Did 'Hamilton' Get the Story Wrong? One Playwright Thinks So
Did 'Hamilton' Get the Story Wrong? One Playwright Thinks So

So this was different from the jazz nights. There was no music, in contrast to the rap-infused lyrics of “Hamilton,” one of the biggest critical and commercial successes in Broadway history.

The play, “The Haunting of Lin-Manuel Miranda,” was written by Ishmael Reed, 80, a prolific and often satirical writer who, as a critic reviewing one of his books once said, “has made members of every constituency angry” during his long career.

Reed’s most recent work should prove to be no exception.

“The Haunting of Lin-Manuel Miranda” targets “Hamilton,” the play, and “Hamilton,” the best-selling biography by Ron Chernow, which inspired Miranda. The program handed out at the reading said, “The Haunting of Lin-Manuel Miranda” was “about a playwright who is misled by a historian of white history into believing that Alexander Hamilton was an abolitionist.”

“He takes no prisoners,” Neal said of Reed, who was awarded a MacArthur fellowship in 1998. Miranda also received a MacArthur in 2015. (The fellowships are often referred to as genius grants.)

In “The Haunting,” there is a character named Lin-Manuel Miranda who is visited by ghosts. They help Reed accomplish his main goal, which he said in an interview was “to give the voices that were left out of the musical some speaking lines.”

But Reed also wrote in some digs at Miranda. Midway through “The Haunting,” a character says he expected Miranda to be “busy rehearsing for his role in ‘Mary Poppins.'” (Miranda plays a London lamplighter in the Disney remake of the beloved 1964 movie-musical.)

“By directing it, I was standing up for Ishmael Reed’s work,” said Neal, who has directed eight of Reed’s plays. “He rights wrongs with his plays. He brings light or understanding to the situation that’s going on.”

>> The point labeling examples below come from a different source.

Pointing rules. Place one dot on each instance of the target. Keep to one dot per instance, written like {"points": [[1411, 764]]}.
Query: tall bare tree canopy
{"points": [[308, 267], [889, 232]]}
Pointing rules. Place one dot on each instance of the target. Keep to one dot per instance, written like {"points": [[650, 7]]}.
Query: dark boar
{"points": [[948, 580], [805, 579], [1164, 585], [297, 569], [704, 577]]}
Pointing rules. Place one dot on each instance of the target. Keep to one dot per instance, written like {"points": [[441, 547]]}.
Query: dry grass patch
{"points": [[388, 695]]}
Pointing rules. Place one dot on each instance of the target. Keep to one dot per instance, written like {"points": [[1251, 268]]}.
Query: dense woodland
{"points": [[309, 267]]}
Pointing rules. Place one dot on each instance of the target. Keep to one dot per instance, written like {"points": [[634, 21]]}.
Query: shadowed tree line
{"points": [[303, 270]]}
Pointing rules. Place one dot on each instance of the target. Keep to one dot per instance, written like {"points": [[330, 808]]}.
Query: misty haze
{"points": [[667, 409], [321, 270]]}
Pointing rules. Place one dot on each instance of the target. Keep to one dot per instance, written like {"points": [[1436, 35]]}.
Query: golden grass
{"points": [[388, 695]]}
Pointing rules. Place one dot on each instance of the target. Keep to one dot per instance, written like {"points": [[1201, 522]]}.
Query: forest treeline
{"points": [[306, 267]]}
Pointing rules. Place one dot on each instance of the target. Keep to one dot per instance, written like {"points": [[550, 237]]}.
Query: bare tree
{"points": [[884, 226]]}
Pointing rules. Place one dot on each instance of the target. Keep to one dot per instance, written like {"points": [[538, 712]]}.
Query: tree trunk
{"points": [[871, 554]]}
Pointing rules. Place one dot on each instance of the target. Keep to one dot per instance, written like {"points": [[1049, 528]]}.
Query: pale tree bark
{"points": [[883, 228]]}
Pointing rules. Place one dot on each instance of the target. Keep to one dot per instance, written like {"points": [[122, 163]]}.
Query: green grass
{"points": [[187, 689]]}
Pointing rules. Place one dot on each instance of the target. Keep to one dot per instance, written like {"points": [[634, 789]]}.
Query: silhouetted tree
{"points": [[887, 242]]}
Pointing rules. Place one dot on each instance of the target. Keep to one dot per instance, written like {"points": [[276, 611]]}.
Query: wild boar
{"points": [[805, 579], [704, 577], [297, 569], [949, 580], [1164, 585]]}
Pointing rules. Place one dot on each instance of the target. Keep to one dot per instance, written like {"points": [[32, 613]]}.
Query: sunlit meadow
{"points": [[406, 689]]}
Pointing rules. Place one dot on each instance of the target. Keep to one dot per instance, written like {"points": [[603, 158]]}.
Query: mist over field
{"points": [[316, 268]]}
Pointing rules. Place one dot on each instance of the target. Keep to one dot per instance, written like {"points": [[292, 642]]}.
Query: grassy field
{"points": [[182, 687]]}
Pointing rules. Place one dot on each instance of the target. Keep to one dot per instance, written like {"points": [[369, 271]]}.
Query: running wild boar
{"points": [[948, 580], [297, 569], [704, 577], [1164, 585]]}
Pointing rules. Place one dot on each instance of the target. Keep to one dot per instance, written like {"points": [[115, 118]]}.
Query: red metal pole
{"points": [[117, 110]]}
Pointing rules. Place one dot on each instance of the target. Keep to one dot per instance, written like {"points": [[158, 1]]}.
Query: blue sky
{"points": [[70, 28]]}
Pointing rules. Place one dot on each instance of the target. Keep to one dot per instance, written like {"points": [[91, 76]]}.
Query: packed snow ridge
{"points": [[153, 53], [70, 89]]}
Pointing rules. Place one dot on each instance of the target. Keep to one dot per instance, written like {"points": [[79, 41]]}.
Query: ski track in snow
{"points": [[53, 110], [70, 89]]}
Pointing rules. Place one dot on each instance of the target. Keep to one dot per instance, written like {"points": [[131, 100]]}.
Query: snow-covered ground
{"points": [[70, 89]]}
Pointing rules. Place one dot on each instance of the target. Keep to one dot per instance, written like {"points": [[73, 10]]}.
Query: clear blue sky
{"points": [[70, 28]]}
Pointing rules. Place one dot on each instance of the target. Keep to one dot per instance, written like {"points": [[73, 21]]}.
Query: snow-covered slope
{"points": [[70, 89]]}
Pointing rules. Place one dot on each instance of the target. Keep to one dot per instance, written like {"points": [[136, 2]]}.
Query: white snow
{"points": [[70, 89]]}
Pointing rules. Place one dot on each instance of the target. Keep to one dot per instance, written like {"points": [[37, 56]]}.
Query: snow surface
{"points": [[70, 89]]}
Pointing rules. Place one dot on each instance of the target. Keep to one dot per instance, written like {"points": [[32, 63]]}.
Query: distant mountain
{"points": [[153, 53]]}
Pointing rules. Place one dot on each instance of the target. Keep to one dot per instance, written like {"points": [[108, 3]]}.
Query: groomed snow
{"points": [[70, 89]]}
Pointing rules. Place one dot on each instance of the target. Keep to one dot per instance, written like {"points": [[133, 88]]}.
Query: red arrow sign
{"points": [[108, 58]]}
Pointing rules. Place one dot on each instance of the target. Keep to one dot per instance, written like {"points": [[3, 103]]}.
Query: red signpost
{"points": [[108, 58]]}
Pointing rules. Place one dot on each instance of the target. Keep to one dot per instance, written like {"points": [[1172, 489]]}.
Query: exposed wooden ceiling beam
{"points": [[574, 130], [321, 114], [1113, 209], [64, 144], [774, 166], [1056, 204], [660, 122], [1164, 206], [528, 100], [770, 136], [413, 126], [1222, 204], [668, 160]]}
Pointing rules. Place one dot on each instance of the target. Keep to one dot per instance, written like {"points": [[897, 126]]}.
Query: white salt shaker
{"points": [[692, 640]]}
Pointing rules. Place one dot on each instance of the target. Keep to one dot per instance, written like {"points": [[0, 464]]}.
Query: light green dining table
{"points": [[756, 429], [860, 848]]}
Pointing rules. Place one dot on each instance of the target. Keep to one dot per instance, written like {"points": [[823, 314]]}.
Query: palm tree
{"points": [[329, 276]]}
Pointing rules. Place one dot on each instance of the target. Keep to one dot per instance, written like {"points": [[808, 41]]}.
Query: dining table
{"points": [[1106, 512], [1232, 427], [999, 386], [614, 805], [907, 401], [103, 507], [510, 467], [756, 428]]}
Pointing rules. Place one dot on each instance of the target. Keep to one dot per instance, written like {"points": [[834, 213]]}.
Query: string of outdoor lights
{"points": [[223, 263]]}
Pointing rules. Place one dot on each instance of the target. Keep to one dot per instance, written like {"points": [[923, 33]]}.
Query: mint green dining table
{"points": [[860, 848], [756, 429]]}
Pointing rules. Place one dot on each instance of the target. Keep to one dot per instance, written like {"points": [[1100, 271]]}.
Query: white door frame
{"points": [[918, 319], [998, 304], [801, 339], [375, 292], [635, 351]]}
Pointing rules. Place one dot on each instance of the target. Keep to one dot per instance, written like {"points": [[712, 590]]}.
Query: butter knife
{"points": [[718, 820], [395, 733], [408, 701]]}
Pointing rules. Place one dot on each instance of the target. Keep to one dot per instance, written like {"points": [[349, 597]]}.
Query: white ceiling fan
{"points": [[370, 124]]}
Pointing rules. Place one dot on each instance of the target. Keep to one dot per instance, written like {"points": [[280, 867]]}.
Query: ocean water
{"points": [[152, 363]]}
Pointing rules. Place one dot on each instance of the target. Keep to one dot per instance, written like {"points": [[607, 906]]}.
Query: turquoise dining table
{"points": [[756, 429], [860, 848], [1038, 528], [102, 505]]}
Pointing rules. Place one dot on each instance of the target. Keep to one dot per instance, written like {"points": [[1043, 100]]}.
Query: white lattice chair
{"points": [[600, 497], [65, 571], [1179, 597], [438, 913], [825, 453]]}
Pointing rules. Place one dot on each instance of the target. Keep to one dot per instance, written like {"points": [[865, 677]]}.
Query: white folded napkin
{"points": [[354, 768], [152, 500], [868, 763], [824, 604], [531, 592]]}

Miranda was in Puerto Rico last week for a three-week run of “Hamilton,” and a publicist for the show said he was unavailable to talk about “The Haunting.” Another publicist connected with “Hamilton” said that Chernow would not answer questions that had been sent by email.

But Neal said he believed that Miranda was aware of the reading, because he had sent Miranda a direct tweet and also a flier. Neal said he had not received a reply from Miranda.

The issues raised in “The Haunting of Lin-Manuel Miranda” involve questions that scholars have debated about “Hamilton” — “Ishmael Reed revives an old debate” was part of the headline on an article about the reading on The New Yorker’s website. Among some historians, the discussion has touched on whether Miranda’s play — which moved from the Public Theater to Broadway in 2015 — overstated Alexander Hamilton’s opposition to slavery and whether it devoted enough attention to other, less appealing elements of Hamilton’s legacy, such as arguing that the president should be more like a monarch and that senators should serve life terms.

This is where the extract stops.